Washington (AFP) – Richard Barclay opened a metal drawer in the archives of the Smithsonian Museum of Natural History that contain fossils that are nearly 100 million years old. Despite its age, this rock is not brittle. Geologists and botanists handled them with ease, and placed one in the palm of his hand to examine them more closely.
An integral part of the ancient stone is a triangular leaf with a rounded upper lobe. This leaf fell from the tree at a time when T-rex and triceratops roamed the prehistoric forest, but the plant was instantly recognizable. “You can tell it’s ginkgo, it’s unique,” says Barclay. “It hasn’t changed much in millions of years.”
What also sets ginkgo trees apart is that their fossils often preserve the actual plant material, not just the impression of the leaves.
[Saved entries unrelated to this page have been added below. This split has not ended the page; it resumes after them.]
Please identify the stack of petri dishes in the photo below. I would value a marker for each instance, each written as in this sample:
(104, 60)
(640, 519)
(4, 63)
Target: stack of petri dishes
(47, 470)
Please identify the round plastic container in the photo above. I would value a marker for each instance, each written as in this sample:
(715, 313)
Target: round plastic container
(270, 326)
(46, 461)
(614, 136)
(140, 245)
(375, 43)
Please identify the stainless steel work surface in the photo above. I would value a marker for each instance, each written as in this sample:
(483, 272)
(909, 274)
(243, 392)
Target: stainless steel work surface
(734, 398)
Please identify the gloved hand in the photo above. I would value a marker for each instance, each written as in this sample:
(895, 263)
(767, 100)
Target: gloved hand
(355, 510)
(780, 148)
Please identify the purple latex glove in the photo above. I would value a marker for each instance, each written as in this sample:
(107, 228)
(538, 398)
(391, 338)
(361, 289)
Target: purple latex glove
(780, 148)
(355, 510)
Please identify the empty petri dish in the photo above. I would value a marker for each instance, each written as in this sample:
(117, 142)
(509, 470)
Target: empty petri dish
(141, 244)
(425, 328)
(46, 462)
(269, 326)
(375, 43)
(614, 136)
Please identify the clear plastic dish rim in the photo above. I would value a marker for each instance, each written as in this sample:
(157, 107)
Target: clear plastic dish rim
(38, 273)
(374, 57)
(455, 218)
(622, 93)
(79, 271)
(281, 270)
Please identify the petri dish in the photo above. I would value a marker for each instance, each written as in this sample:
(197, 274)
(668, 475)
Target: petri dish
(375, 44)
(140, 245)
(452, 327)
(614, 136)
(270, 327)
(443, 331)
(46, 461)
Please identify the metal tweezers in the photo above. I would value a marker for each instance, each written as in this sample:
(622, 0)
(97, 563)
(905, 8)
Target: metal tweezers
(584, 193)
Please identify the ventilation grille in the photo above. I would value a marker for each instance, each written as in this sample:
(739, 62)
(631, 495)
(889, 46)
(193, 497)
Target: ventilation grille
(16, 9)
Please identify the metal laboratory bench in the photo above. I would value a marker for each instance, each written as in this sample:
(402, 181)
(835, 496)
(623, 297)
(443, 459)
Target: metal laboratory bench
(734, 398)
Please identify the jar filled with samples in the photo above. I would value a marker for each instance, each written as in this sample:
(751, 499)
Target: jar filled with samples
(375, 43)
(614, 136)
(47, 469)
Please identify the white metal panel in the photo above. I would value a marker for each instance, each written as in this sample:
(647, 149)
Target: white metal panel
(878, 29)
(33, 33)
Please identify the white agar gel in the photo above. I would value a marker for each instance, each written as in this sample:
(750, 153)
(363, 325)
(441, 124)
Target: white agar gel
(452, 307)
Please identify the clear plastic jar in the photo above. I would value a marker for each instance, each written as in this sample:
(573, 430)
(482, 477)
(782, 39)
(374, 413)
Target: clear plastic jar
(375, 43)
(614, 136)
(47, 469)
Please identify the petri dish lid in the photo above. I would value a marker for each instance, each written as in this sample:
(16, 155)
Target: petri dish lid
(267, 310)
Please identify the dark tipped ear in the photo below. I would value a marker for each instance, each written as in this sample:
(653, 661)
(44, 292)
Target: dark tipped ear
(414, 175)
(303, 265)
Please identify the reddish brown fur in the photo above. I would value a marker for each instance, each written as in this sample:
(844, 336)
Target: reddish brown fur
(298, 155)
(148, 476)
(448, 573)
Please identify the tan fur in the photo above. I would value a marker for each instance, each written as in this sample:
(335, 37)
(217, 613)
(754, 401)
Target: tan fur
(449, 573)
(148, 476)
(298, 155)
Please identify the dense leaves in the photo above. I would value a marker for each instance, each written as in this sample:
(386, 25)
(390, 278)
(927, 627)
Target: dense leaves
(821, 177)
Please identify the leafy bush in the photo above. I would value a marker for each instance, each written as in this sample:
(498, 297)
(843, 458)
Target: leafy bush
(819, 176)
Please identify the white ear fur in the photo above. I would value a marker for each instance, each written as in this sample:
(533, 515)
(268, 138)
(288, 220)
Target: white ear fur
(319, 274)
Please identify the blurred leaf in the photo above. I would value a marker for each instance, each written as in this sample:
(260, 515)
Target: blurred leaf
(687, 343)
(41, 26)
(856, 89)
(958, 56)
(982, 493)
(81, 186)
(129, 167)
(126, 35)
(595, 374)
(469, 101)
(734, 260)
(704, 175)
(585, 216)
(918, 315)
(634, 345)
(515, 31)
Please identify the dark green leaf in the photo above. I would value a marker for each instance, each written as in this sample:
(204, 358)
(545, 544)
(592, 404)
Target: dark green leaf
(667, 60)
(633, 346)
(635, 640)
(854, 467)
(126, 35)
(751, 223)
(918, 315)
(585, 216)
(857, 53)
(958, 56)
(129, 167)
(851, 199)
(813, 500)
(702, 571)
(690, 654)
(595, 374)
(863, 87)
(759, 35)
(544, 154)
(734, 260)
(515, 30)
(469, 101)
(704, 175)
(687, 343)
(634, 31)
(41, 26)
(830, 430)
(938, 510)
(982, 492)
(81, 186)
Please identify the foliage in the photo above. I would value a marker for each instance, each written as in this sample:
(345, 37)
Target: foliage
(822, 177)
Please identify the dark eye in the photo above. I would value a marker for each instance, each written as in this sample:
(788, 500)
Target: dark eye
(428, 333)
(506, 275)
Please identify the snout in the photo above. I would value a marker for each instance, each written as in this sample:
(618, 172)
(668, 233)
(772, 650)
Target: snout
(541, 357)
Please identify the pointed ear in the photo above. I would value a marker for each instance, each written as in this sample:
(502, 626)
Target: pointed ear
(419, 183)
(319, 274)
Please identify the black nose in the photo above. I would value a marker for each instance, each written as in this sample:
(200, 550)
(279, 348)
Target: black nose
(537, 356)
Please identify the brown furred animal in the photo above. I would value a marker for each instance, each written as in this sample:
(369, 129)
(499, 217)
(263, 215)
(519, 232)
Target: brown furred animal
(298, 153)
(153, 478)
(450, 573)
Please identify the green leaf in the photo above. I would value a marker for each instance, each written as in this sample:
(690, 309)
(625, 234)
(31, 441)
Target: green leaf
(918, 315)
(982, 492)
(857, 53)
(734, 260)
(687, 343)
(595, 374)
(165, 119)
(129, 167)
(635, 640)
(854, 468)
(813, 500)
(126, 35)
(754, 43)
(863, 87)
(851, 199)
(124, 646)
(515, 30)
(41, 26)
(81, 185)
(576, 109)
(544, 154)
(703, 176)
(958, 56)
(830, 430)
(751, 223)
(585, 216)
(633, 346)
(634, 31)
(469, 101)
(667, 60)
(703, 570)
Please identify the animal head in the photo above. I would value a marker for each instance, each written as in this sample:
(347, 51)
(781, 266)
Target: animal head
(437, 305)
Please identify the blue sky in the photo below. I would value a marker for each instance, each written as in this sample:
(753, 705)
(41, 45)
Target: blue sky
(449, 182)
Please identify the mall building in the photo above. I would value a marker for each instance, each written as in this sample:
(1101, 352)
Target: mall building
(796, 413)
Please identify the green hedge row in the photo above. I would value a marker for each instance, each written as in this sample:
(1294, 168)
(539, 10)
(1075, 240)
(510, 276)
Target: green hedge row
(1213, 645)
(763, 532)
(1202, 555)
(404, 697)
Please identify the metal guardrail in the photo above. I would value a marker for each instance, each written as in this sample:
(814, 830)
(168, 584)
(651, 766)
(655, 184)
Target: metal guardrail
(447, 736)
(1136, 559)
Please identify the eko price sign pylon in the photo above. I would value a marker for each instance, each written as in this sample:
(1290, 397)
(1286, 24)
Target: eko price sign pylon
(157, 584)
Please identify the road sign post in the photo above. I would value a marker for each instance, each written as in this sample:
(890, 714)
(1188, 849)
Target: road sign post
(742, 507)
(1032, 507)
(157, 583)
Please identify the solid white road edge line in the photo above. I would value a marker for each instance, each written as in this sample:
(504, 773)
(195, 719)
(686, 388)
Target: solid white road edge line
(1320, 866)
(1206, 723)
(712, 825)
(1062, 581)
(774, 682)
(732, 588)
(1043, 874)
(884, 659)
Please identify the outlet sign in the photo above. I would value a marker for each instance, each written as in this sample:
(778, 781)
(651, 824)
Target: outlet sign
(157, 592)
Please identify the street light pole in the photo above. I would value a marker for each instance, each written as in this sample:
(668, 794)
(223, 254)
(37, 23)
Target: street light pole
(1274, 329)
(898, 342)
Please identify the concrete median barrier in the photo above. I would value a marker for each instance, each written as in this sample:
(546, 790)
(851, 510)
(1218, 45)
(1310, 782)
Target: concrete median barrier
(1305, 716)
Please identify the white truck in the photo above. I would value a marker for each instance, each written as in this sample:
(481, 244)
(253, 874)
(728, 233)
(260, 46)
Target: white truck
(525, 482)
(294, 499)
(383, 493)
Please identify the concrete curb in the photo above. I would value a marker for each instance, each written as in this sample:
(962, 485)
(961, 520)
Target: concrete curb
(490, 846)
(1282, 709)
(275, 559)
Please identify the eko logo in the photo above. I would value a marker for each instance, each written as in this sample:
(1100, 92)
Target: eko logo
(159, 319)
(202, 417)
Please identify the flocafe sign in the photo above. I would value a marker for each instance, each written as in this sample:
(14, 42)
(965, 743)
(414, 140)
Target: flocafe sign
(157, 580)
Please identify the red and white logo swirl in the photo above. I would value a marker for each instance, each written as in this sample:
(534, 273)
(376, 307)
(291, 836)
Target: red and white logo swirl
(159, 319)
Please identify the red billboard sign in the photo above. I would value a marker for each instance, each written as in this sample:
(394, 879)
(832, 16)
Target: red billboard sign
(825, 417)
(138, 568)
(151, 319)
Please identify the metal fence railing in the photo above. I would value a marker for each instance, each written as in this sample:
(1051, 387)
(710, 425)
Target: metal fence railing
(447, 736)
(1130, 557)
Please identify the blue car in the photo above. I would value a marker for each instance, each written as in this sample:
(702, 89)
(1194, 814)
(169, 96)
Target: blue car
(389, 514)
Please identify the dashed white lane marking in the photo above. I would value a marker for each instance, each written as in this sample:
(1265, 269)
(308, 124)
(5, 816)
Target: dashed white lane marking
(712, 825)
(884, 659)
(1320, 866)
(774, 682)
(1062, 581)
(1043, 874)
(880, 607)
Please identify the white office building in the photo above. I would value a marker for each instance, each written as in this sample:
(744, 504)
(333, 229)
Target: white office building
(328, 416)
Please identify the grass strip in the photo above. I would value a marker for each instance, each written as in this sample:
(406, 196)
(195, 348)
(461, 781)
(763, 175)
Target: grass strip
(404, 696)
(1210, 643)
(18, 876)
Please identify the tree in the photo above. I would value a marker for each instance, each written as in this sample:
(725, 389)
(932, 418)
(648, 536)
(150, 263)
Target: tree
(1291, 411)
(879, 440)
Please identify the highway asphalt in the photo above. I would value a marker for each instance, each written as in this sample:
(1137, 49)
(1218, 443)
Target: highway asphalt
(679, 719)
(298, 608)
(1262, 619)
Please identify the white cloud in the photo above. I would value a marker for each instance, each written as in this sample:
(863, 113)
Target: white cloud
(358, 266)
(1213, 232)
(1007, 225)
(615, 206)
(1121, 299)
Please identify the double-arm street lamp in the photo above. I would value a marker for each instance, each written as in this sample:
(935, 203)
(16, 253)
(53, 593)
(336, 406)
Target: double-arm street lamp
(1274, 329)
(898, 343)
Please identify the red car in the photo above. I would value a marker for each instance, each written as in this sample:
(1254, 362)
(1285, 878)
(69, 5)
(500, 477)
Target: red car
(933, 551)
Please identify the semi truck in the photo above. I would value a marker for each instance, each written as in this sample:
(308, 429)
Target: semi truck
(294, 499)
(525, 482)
And that thin layer of organic matter may be the key to understanding the ancient climate system — and the possible future of our warming planet.
But Barclay and his team first needed to crack the factory code to read the information in the old paper.
“Gingko is a very unique time capsule,” said Peter Crane, a paleontologist at Yale University. As he wrote in his book “Ginkgo” book about plants, “It’s hard to imagine that these trees, now towering over cars and passengers, came from dinosaurs and came down to us almost unchanged for 200 million years.”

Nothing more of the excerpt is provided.